Andy de Groat emerged as a choreographer in the 1970s. His early choreography places spinning and pedestrian movement within a complex framework, presented with a keen sense of timing, phrasing, and rhythm. He is known for numerous collaborations with Robert Wilson, including the choreography for the original Einstein on the Beach in 1976. de Groat and his company, red notes, were based in France for 30 years where he was nominated twice to the National Order of Arts and Letters. This collaboration with Galasso, created while de Groat was still living, was commissioned by Danspace Project, developed at The Watermill Center, and nominated for a New York “Bessie.”
Galasso will once again re-stage de Groatʼs Fan Dance and Get Wreck, this time with local community performers from the East End, alongside Galasso’s company dancers. The program also includes a film by Jon Meaney and Andrew Horn of de Groatʼs Rope Dance Translations (1979), as well as music by Catherine Galassoʼs father and frequent de Groat collaborator, the César Award-winning composer Michael Galasso, who is best known for his soundtrack for Wong Kar Waiʼs In The Mood For Love.

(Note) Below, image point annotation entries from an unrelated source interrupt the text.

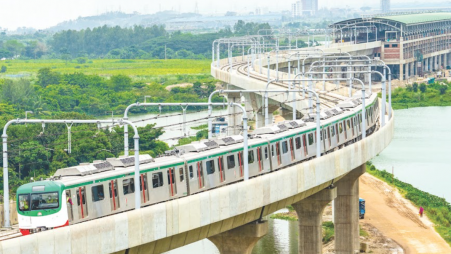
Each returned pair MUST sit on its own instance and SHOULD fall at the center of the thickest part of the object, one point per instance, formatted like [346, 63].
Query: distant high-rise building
[385, 6]
[296, 9]
[304, 7]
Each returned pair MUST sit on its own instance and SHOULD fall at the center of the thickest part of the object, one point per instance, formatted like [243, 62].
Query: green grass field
[108, 67]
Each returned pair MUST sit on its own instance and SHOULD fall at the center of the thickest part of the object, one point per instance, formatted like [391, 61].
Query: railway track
[327, 100]
[10, 235]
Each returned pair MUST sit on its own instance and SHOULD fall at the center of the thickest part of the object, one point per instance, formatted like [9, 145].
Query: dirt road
[398, 219]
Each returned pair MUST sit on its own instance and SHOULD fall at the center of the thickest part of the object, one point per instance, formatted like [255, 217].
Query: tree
[81, 60]
[423, 87]
[14, 46]
[47, 77]
[415, 87]
[121, 83]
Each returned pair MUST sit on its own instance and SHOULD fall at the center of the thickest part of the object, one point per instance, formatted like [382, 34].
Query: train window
[191, 172]
[128, 186]
[310, 139]
[143, 179]
[298, 142]
[24, 202]
[182, 177]
[97, 193]
[115, 189]
[250, 158]
[44, 201]
[230, 161]
[210, 167]
[157, 179]
[171, 181]
[81, 191]
[328, 135]
[284, 147]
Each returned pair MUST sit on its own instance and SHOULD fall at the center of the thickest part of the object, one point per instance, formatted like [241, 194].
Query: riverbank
[437, 209]
[422, 95]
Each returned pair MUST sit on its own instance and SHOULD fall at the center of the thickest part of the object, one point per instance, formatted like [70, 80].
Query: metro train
[102, 188]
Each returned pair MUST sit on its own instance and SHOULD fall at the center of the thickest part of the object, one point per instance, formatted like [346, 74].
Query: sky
[42, 14]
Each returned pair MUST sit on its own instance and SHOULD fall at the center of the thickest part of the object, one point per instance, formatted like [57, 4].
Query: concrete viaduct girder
[172, 224]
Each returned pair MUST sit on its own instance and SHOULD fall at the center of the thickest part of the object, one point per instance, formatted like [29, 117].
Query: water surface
[419, 153]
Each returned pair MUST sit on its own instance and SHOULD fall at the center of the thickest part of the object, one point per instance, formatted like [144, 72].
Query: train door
[333, 139]
[311, 143]
[240, 160]
[211, 173]
[260, 159]
[231, 165]
[221, 169]
[114, 200]
[159, 193]
[292, 149]
[345, 130]
[328, 137]
[200, 175]
[279, 161]
[172, 182]
[69, 204]
[81, 203]
[144, 191]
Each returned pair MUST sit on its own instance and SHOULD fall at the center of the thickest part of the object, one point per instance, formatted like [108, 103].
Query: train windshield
[24, 202]
[41, 201]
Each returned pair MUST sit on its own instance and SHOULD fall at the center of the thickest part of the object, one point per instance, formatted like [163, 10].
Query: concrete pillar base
[310, 212]
[235, 115]
[240, 240]
[346, 212]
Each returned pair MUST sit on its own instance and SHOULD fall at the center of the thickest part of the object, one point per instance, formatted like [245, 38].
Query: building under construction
[410, 43]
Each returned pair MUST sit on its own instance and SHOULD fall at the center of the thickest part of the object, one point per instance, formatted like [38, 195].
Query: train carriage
[92, 190]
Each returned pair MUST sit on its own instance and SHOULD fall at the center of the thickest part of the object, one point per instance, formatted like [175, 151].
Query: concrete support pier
[240, 240]
[310, 212]
[346, 212]
[235, 115]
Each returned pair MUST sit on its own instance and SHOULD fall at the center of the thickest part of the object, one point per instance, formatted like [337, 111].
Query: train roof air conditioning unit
[127, 161]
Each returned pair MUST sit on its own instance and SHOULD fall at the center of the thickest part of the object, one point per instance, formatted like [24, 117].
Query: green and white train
[102, 188]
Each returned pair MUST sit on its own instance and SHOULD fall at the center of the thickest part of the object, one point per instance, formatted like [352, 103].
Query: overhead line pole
[43, 122]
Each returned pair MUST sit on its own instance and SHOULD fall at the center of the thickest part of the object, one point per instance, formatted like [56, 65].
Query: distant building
[258, 11]
[304, 7]
[385, 6]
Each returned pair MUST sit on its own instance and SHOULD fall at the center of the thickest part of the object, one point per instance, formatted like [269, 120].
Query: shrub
[81, 60]
[423, 87]
[415, 87]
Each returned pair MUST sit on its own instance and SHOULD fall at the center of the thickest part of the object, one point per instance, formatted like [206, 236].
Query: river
[174, 122]
[281, 239]
[419, 153]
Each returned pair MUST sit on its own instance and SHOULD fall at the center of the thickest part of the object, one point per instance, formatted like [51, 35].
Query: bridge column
[346, 212]
[439, 62]
[240, 240]
[235, 115]
[310, 212]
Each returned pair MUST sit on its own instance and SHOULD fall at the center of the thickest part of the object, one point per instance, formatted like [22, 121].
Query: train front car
[41, 206]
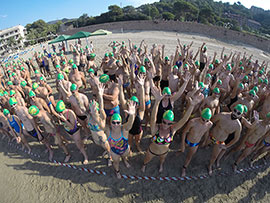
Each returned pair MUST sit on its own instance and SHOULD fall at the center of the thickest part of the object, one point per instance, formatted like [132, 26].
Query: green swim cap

On Thursday night, July 29 at 7pm, Guild Hall and The Watermill Center are proud to present Viewpoints, a conversation engaging the community through intriguing dialogue and creative collaboration by leading voices in the arts and humanities. Moderated by Dr. Lauren DiGiulio, Viewpoints with Sheryl Sutton and Robert Wilson explores the legacy of collaboration in the early work of The Byrd Hoffman School of Byrds, Wilson’s early performance collective. Sutton and Wilson will use GET DANCING and its foundation in the work of the late Andy de Groat, a Byrd himself, as an entry point into a discussion about generational exchange, the role of archives in contemporary performance practice, and the function of performance training in the Byrds’ work. The conversation will be followed by a live performance of GET DANCING, in which Catherine Galasso reimagines historic downtown works that de Groat developed in the late 1970s alongside fellow Byrd, composer Michael Galasso.